Brewers activate Andrew McCutchen; Trevor Kelley option at AAA class

Nearly two weeks after he was first placed on the COVID injured list, Milwaukee Brewers designated hitter Andrew McCutchen has been activated ahead of Friday night’s game against the Washington Nationals at American Family Field.

McCutchen was cleared to join the team on Monday afternoon and spent the next few days training to reacclimate his body to playing condition after missing time with the virus.

“It was just a matter of time and there was no specific test he needed to pass,” Brewers manager Craig Counsell said. “Just more days of running and feeling good.”

McCutchen is batting .240 with a .641 OPS and two home runs in 25 games this season.

Reliever Trevor Kelley was opted for Class AAA in a corresponding move.

Closer Josh Hader was also back with the team after missing Wednesday’s game while dealing with a family situation.

A milestone precedes the list change

A game, a win, a plane ticket to Nashville for Kelley.

Kelley picked up his first major league career victory in Wednesday’s win over the Braves, but is now returning to the minors.

Milwaukee Brewers reliever Trevor Kelley

In one short stint, however, the right-hander showed what the Brewers organization envisions of him.

Kelley comes across as an old-school pitcher. No video. No analysis. Tell him when to enter the game, give him the ball and let him work.
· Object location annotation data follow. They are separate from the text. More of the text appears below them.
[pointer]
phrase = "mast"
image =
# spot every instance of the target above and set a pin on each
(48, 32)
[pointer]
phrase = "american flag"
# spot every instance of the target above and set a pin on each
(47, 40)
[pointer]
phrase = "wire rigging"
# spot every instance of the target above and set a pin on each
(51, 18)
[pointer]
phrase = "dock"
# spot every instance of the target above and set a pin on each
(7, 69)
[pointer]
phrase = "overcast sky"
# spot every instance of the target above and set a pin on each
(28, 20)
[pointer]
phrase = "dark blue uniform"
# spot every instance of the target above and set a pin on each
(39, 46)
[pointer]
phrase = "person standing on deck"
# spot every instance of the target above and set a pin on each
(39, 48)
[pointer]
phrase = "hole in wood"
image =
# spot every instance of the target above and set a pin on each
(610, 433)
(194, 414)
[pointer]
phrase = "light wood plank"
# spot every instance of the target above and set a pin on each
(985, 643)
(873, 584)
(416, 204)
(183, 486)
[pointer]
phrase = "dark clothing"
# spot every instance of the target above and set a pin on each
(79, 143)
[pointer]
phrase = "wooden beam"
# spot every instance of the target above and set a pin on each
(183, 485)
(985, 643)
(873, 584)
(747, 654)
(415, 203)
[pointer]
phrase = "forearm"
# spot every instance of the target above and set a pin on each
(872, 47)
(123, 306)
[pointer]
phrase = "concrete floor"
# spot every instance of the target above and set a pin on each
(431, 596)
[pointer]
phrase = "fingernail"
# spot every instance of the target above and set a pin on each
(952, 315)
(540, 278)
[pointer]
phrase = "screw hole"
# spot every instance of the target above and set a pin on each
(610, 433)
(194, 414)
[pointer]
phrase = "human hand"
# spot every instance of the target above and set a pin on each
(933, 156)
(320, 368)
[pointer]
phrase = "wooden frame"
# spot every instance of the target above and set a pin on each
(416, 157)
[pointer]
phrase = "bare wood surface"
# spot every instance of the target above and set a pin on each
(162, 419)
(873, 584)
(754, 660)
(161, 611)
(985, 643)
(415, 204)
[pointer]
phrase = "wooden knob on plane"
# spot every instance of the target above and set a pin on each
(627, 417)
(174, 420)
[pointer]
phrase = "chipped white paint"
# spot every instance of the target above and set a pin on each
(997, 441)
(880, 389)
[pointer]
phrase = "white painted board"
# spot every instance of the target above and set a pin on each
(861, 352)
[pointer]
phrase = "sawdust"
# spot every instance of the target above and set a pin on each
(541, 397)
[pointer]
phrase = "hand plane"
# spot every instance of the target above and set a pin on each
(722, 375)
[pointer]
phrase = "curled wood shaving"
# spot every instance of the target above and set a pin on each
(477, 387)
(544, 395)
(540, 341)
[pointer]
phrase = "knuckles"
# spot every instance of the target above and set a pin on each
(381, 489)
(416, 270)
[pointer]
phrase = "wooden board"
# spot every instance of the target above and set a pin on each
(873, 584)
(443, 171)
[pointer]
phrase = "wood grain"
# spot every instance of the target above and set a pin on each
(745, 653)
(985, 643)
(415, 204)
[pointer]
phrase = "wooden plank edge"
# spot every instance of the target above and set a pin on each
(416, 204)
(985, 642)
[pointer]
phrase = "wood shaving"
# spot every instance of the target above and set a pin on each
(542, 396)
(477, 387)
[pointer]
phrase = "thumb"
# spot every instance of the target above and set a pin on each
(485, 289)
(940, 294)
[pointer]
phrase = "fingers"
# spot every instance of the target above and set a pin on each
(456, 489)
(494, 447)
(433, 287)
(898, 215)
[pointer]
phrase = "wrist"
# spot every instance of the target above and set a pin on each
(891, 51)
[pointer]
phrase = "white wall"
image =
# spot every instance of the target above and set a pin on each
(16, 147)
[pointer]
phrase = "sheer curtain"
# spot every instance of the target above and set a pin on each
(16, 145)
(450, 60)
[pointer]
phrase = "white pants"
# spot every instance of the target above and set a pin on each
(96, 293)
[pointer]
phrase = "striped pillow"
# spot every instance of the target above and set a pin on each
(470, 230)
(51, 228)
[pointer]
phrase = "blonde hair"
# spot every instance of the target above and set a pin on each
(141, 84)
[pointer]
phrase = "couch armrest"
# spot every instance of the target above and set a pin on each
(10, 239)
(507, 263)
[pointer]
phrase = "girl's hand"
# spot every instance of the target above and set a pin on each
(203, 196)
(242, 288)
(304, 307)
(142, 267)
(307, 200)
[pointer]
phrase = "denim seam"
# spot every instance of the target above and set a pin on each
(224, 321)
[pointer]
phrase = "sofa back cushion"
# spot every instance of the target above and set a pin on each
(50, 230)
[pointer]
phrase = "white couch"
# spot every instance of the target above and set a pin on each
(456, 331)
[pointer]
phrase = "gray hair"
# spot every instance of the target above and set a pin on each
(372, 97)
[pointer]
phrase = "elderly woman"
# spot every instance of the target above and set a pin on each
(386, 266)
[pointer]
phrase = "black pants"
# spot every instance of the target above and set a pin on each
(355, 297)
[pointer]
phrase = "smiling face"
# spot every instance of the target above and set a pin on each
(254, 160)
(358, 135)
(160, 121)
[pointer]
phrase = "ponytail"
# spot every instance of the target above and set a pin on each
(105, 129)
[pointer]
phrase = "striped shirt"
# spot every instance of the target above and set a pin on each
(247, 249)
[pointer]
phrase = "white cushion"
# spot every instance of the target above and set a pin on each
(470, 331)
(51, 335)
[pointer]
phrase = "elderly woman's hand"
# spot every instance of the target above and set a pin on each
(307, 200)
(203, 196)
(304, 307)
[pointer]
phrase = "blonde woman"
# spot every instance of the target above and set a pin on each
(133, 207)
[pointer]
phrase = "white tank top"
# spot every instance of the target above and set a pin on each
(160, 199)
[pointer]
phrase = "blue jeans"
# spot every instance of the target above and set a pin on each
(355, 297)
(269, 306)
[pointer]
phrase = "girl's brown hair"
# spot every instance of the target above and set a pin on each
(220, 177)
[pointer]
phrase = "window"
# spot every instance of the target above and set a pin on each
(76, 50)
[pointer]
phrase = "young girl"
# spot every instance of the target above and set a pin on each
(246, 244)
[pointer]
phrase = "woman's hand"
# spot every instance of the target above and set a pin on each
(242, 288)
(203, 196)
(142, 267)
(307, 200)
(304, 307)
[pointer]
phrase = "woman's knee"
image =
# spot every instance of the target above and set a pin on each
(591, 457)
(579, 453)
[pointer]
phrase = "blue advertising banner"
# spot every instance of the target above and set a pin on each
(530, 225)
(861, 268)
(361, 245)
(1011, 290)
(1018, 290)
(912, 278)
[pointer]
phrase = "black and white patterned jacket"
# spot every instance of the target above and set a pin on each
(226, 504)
So when a few weeks into his first spring training with the Brewers this year, he was informed of a significant change the organization thought he should make to his pitching profile with data at support, it was normally the kind of thing that Kelley wouldn’t have been all that receptive to.

“In the past, other teams were like, ‘This, this, that, you gotta do it,’ and that never clicked in an authentic way to me,” Kelley said.

A lead player pitched from a funky right-sided arm lunge, Kelley pitched for six pro seasons, including two major league stints, in three organizations. He had a certain way of throwing – a clean mix of downward sinkers and glove-side curve balls. For the most part, it worked; in 300 minor league innings, he has a 2.18 ERA.

But when the Brewers broke down data from Kelley’s early runs in their Phoenix complex’s pitching lab and presented their proposal for how Kelley should attack batters, it was personalized and broken down in a way that had sense for the old repechage of the 36th round. to take.

Milwaukee told him why the numbers said he would have to lean heavily on his sinker and try to throw it high in the zone despite his walking speed, but that was not all. They also provided a comparison of a different pitcher’s lead with similar traits to his own and showed how he played when high.

“It just lifted my eyes,” Kelley said. “Like really? Just believing in that pitch is what they’re doing a really good job at.

With Nashville, he used his fastball to allow a run and strikeout 17 in 13 innings.

“That’s what really helped me,” Kelley said. “I just live off my fastball, knowing how good my fastball can be. Get the ball at the top of the area, then shuffle here and there at the bottom, just sticking with my guns. I knew I had it, but with the analytics behind it, it really helped me get off to a good start and feel like I belonged here.

On Kelley’s second day with the Brewers on Wednesday, Josh Hader was closer to the team for a family situation and trainer Brad Boxberger was unavailable due to recent usage. Counsell turned to the new player in an 11th inning tie.

On Kelley’s first-ever major league pitch in 21 months, Travis d’Arnaud hit a bleed against the shift for a single that scored the runner who started the inning second. That would be all the Braves would get, however, in a situation where allowing just one run is considered doing the job.

Kelley did so by casting sinkers for 13 of 15 pitches, nine of which were elevated. He hit one and the hardest hit ball against him was 79 mph.

When Keston Hiura started the bottom half of the inning with a home run, he made Kelley a winner for the first time in his 15th major league game.

Then it was back to Nashville. As the life of a baseball player sometimes goes.